The root cause of this disruption in the balance of the vaginal flora is not fully understood. Douching can increase the risk of acquiring BV. It isn't exactly clear what role sexual⁠ activity may have as BV can occur in people with vaginas who are not sexually active⁠ . However, people who are sexually active do run a high risk of developing the condition, as do those with multiple partners or who have changed partners recently. BV is also one of the more common infections among lesbian⁠ cisgender⁠ women.

About how many people have it? Statistics are elusive, but it's estimated that over 2 million people in America have BV at any given time.

How is it spread? BV can result any time something causes a change in the vaginal environment, making it easier for an overgrowth of one particular bacteria to occur, or from activities which introduce new bacteria into the vagina. This can be achieved through vaginal or anal intercourse⁠ , manual sex⁠ , shared sex⁠ toys, vaginal intercourse⁠ wearing a condom⁠ that was also used for anal intercourse or through nonsexual activities such as wiping improperly after a bowel movement or the use of antibiotics. BV is often more common for people with new sexual partners than for those who have been in the same partnership(s) for a while.

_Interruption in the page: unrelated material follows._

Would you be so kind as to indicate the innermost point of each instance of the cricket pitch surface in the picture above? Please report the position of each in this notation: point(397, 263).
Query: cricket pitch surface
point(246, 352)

What are its symptoms? The main symptom of BV is often a thin, creamy greyish-white, odorous vaginal discharge⁠ . A sudden increase in discharge that does not seem to pass within a handful of days or which isn't related to the appropriate fertility⁠ phase can often be a sign of BV. A fishy-like odor is sometimes noticeable, especially after intercourse⁠ or exercise. Some people with BV may have mild itching or burning with urination. Nearly half of the people with clinical signs of BV, however, report no symptoms.

How is it diagnosed? By an examination of a sample of vaginal fluid under a microscope, either stained or in special lighting, to detect the presence of the organisms associated with BV. Diagnosis is based on the absence of lactobacilli, the presence of numerous "clue cells" (cells from the vaginal lining that are coated with BV organisms), a fishy odour, and/or decreased acidity or change in pH of vaginal fluid.

Is it treatable? Yes. People can be treated with antibiotics such as metronidazole or clindamycin. Generally, sex partners who have penises are not treated.

Is it curable? Yes, but you can contract it again.

Can it affect fertility? BV is associated with premature delivery, low birth weight, and pelvic inflammatory disease, and may increase the risk of contracting STIs such as chlamydia⁠ and gonorrhea⁠ which can also impact fertility .

Can it cause death? Not by itself, no. But bacterial vaginosis⁠ can increase the risk for HIV⁠ infection for which there is no cure and which can lead to AIDS⁠ and other fatal illnesses. Pregnant people with BV run higher risks of miscarriage⁠ , especially in the first trimester.

How can we protect against it? Do not do, avoid or limit the following activities which can lead to the introduction of the bacteria to the vagina or change the vaginal environment:

  • douching
  • unprotected vaginal or anal intercourse
  • unprotected manual sex
  • vaginal intercourse wearing a condom that was also used for anal intercourse - read how to use a condom)
  • poor toileting hygiene (wipe from front to back after urinating or bowel movements, not back to front)
  • sharing sex toys, particularly those that cannot be boiled before use or which have not been or cannot be covered with a condom.